Results: We ran a clinical study across three different sites in otolaryngology and craniofacial clinics and tested our device on 201 patient ears between 1 week and 20 years of age (mean age 6 ± 6 years, female-to-male ratio of 0.72). Of these ears, 135 of them had normal hearing, 38 of the ears had sensorineural hearing loss, 13 of the ears had conductive hearing, and 9 of the ears had mixed hearing loss. Our device obtained a sensitivity of 100.0% (95% confidence interval (CI), 94.7–100.0%) and a specificity of 88.9% (95% CI, 82.5–93.1%), which was comparable to the performance of the commercial FDA-cleared device.

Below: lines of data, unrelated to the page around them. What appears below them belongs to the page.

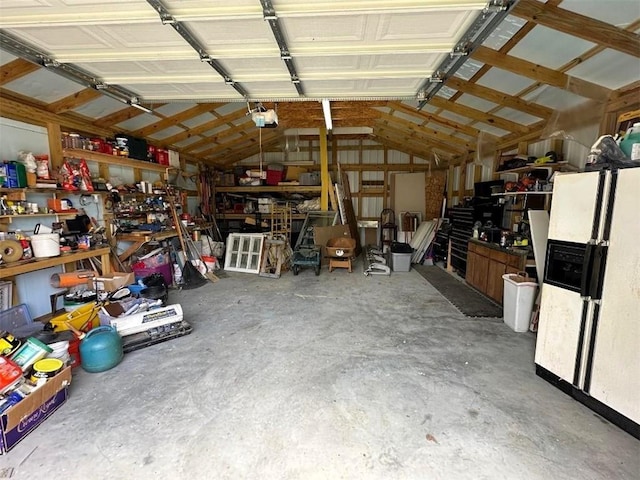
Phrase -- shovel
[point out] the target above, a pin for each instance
(191, 277)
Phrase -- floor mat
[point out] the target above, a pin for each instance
(463, 297)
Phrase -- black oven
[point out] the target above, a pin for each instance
(564, 264)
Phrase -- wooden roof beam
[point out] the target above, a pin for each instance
(430, 135)
(215, 138)
(72, 101)
(421, 144)
(428, 117)
(199, 129)
(580, 26)
(174, 120)
(240, 154)
(502, 99)
(477, 115)
(16, 69)
(541, 74)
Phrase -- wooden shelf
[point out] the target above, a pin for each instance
(554, 166)
(271, 189)
(264, 216)
(512, 194)
(113, 160)
(69, 259)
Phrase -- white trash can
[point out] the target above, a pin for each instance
(519, 295)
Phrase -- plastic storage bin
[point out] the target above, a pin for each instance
(400, 262)
(519, 295)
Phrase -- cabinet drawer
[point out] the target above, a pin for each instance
(499, 256)
(484, 251)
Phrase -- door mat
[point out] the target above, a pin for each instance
(463, 297)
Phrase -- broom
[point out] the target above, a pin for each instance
(191, 277)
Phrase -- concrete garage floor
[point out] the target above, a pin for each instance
(339, 376)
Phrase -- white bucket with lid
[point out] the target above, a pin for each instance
(45, 245)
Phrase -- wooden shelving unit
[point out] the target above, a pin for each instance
(113, 160)
(270, 189)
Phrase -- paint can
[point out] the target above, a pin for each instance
(30, 352)
(45, 369)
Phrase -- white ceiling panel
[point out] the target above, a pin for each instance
(6, 57)
(476, 102)
(504, 81)
(182, 92)
(616, 12)
(100, 107)
(229, 108)
(199, 120)
(516, 116)
(469, 69)
(138, 122)
(171, 109)
(504, 32)
(446, 92)
(608, 68)
(554, 98)
(235, 36)
(114, 70)
(44, 85)
(536, 47)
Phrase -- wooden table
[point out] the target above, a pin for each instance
(140, 238)
(66, 259)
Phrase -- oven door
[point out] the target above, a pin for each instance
(566, 264)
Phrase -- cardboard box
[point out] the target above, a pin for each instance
(21, 419)
(112, 281)
(321, 235)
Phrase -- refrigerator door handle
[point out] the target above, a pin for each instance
(596, 280)
(587, 270)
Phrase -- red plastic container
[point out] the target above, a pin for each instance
(74, 352)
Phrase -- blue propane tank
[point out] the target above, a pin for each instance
(101, 349)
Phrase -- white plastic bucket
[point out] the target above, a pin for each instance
(518, 302)
(45, 245)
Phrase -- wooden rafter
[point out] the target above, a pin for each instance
(174, 120)
(215, 139)
(428, 117)
(502, 99)
(74, 100)
(198, 130)
(435, 137)
(401, 136)
(477, 115)
(580, 26)
(541, 74)
(16, 69)
(114, 118)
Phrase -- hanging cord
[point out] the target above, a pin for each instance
(260, 143)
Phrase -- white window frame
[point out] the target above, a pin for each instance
(244, 252)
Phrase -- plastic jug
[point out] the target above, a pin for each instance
(630, 144)
(101, 349)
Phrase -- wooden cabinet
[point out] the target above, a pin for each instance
(486, 263)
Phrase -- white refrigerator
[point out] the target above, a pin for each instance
(588, 342)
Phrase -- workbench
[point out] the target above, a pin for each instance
(138, 239)
(66, 259)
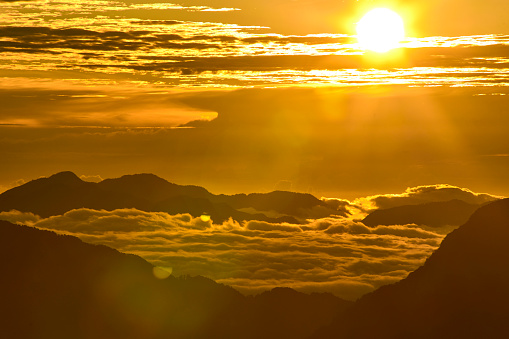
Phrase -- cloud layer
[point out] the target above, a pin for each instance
(335, 255)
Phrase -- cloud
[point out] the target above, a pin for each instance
(17, 217)
(332, 254)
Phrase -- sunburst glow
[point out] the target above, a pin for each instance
(380, 30)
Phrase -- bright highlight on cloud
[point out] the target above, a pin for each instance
(330, 254)
(380, 30)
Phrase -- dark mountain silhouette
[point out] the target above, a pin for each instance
(56, 286)
(434, 214)
(64, 191)
(462, 290)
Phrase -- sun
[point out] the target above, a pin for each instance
(380, 30)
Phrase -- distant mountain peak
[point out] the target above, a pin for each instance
(65, 175)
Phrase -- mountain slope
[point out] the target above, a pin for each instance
(434, 214)
(64, 191)
(462, 291)
(56, 286)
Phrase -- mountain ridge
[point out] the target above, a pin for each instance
(461, 291)
(64, 191)
(57, 286)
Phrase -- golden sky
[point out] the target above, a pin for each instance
(282, 90)
(245, 96)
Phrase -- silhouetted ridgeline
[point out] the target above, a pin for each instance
(462, 291)
(435, 214)
(64, 191)
(56, 286)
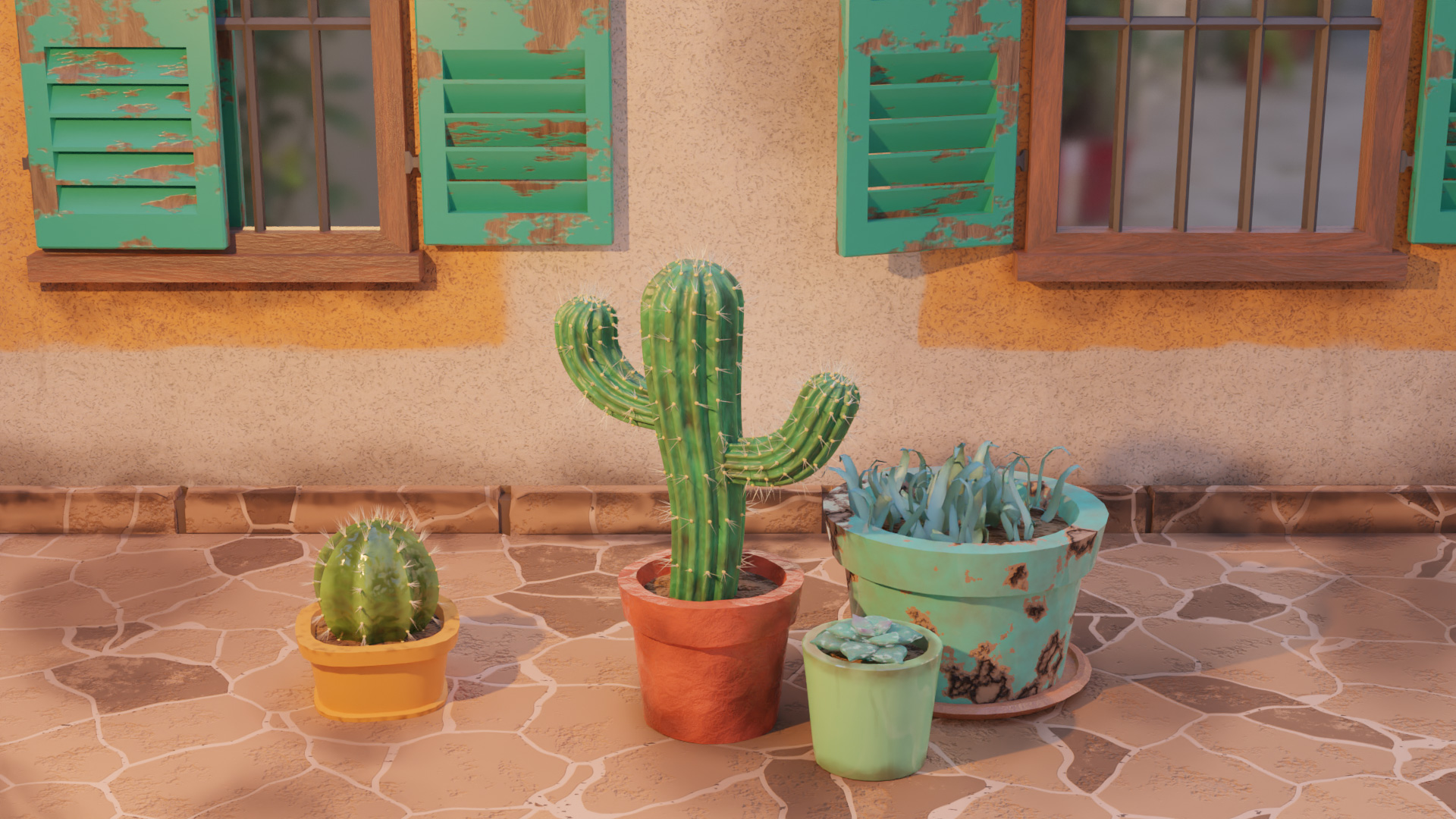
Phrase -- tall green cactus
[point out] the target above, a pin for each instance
(691, 397)
(376, 583)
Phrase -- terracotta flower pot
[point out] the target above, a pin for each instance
(391, 681)
(711, 670)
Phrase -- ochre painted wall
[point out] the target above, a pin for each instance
(726, 146)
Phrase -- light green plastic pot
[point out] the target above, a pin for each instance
(871, 722)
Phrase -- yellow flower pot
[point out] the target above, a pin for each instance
(391, 681)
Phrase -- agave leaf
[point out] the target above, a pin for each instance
(1056, 494)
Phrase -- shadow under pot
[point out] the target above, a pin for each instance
(1003, 611)
(871, 720)
(711, 670)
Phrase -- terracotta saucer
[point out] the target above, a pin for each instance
(1074, 678)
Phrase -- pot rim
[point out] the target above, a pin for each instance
(629, 585)
(932, 651)
(1090, 519)
(324, 653)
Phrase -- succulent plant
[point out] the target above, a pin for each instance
(871, 639)
(691, 397)
(376, 583)
(952, 502)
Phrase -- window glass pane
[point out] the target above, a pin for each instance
(1088, 104)
(1279, 168)
(1292, 9)
(1152, 129)
(286, 129)
(1345, 117)
(280, 9)
(344, 9)
(348, 115)
(1218, 129)
(1159, 8)
(1225, 9)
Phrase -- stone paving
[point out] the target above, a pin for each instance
(1237, 676)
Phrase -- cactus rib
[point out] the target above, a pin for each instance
(691, 395)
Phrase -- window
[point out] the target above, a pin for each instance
(1185, 140)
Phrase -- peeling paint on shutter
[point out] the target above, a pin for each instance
(928, 98)
(1433, 180)
(516, 121)
(123, 123)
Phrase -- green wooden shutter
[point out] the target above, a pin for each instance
(928, 99)
(1433, 181)
(516, 121)
(121, 120)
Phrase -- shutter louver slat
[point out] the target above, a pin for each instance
(516, 123)
(928, 98)
(121, 120)
(1433, 178)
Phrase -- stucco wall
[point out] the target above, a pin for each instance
(726, 146)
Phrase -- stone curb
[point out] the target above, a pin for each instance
(642, 509)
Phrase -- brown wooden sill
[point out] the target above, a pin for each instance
(271, 257)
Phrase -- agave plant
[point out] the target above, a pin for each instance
(871, 639)
(954, 502)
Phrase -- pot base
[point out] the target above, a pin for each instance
(1075, 678)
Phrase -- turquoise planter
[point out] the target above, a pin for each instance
(1003, 611)
(871, 722)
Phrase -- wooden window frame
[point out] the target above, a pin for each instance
(388, 254)
(1220, 254)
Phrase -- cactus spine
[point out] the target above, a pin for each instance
(691, 397)
(376, 583)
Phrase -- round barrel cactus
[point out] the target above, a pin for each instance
(376, 583)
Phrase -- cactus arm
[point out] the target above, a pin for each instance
(587, 343)
(804, 444)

Conclusions: Our device has the potential to increase access to hearing screening especially for those that reside in LMICs, where cost is often a major barrier towards using existing commercial OAE devices. We have presented this work to government officials at the Ministry of Health in Kenya as part of the TUNE (https://tune.cs.washington.edu/) program which is planning ways to thoughtfully work with local partners to deploy our device for pilot testing in selected primary care clinics.

Learning Objectives:

Upon completion, participants will be able to evaluate how low-cost electronic components can be assembled to produce an accurate otoacoustic emission probe that can be connected to a smartphone.